Models like IC and IAC are better suited for exploring worst-case scenarios than predicting realistic outcomes. To explore more probable outcomes, we need to adopt a different voter model.

Spatial voter models

Real world voters base their choices on factors such as political ideology, personal values, and group identification, leading to clearly discernable patterns in voting behavior. This is where spatial voter models come into play, as they can reflect these real world patterns with a bit of tuning and care.

Voters arranged in a vector space

Spatial voter models place voters and candidates in a multi-dimensional “space” of political opinion. Instead of location, the dimensions in this space are stances on various issues or alignment with political philosophies: for instance, the left-right political divide can be seen as a one-dimensional space, with left-leaning, right-leaning, and moderate voters and candidates each having their place on a continuum.

A one-dimensional spatial model used to explain election results

A two-dimensional example is found in the Nolan chart, an advocacy tool used widely by the Libertarian party. One axis represents a person’s stance on “personal freedom”, and the other on “economic freedom”.

The Nolan Chart: a two-dimensional spatial model used for advocacy

Because voters and candidates are located in a geometric space, we can consider the distance and direction between them. The premise of spatial models is that voters are more likely to choose the candidates who are closest to them to them in this “space”, indicating agreement on fundamental positions.

Spatial model #1: Fixed variance uniform model

The most straightforward spatial model we can use is a fixed variance model with a uniform distribution of voters. In this model, each dimension varies by the same amount, and every candidate or voter has an equal likelihood of being at any point within the political space. This space forms a square (in two dimensions) or cube (in three dimensions) with voters dispersed uniformly throughout.

A fixed-variance uniform 3D spatial voter model: each dot is a voter.

These models are inherently abstract. The importance lies not in labeling the axes according to specific issues but in the existence of variation in multiple directions. While low-dimensional models communicate more effectively, higher dimensions capture a more nuanced picture of reality. Reality is almost always infinite-dimensional, but we can only perceive finite-dimensional projections.

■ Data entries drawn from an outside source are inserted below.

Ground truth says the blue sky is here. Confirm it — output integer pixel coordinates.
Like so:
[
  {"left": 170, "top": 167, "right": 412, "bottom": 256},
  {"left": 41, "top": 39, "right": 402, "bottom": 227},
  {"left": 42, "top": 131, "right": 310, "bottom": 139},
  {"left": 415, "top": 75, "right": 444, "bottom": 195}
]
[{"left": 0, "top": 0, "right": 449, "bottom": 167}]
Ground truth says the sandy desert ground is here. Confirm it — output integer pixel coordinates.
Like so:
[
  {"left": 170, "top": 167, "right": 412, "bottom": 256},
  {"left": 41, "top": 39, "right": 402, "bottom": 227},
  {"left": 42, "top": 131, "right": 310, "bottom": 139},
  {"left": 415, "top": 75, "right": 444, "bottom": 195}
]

To illustrate, consider a model with 100 dimensions, representing a variety of issues, with 10 candidates and 100,000 voters. I’ve simulated this, and the outcome differs significantly from earlier models.

  • Different voting systems demonstrate a high level of agreement; the same candidate often wins regardless of the voting system.
  • A Condorcet winner appears every time.

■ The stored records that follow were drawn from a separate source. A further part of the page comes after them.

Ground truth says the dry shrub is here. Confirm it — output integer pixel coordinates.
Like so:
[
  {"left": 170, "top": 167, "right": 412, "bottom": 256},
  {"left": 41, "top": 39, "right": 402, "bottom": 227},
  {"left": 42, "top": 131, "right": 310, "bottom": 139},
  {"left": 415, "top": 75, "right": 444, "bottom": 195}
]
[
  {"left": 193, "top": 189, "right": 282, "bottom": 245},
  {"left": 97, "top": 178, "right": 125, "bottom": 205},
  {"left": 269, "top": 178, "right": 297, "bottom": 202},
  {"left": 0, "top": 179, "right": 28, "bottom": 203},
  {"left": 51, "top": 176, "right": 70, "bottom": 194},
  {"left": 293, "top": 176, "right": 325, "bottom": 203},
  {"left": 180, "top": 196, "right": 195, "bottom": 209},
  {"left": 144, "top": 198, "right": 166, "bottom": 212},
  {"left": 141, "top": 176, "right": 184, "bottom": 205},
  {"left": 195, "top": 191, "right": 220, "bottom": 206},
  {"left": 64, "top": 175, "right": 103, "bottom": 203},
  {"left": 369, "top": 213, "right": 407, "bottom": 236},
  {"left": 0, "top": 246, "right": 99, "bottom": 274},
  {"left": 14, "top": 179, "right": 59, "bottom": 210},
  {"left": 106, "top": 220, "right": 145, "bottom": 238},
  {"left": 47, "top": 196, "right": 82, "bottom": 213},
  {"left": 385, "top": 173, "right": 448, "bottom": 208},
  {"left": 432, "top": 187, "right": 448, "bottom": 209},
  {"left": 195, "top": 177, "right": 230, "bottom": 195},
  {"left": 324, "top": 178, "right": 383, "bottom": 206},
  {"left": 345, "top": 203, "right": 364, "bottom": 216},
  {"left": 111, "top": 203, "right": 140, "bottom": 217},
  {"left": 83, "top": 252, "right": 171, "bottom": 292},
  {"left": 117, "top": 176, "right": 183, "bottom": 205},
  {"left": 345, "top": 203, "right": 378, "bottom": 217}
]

However, these findings are unrealistic. Plurality voting is known to be unreliable with many candidates, necessitating ranked ballots, primaries, and other mechanisms. To explain that, we’ll need a more realistic model.

Spatial model #2: Decaying variance and Zipf’s law

It turns out that the very aspect we introduced for greater realism — the 100-dimensional space — is the cause of the problem. By reducing the number of dimensions, we see results more in line with expectations.

However, using too few dimensions loses the expressive power of the spatial model, leaving out certain voter preferences. I covered this in an earlier post, Geometry, Dimensions, and Elections. With the following three candidates and a one-dimensional spatial model, the model fails to account for voters who prefer both candidates A and C over B.

Where are A>C>B and C>A>B?

By adding add a second dimension, we permit the model to understand these preferences.

There they are!

We’re left with a conundrum: while too few dimensions can fail to explain certain voter preferences, too many dimensions can result in unrealistic outcomes due to a lack of constraints and loss of spatial coherence. The solution is to use a high-dimensional space, but constrain the variance of the additional dimensions. In reality, not all axes of political ideology carry equal weight in determining voter decisions.

The fixed variance model doesn’t account for variable importance of dimensions, but it’s not an unusual phenomenon. With data in a high-dimensional vector space, it’s common for a few particularly significant directions of variation to account for a substantial portion of the overall variance. This principle underlies key concepts in data science, such as Principal Component Analysis.

Here, it can be captured by applying Zipf’s law, a statistical rule of thumb that suggests a pattern of diminishing returns in measurements: the second greatest measurement might be about half of the largest, then a third, and so on proportional to 1/n. Zipf’s law has been found to apply to distribution of words in a language, city populations, even the income distribution within countries. By structuring our model in line with Zipf’s law, we can ensure that the most important political issues have the most impact on voter decisions.

A multiple variance (still uniform) 3D spatial voter model

This model allows the incorporation of a high number of dimensions without losing spatial coherence. With this revised model, we see the differences between voting systems become evident. We’re still using a 100-dimensional model with 10 candidates and 100,000 voters, but this time applying Zipf’s law to the variances:

  • Condorcet and range voting results differ from plurality results 85% of the time.
  • Condorcet and range voting differ from instant runoff (IRV) about 60% of the time.
  • IRV differs from plurality about 50% of the time.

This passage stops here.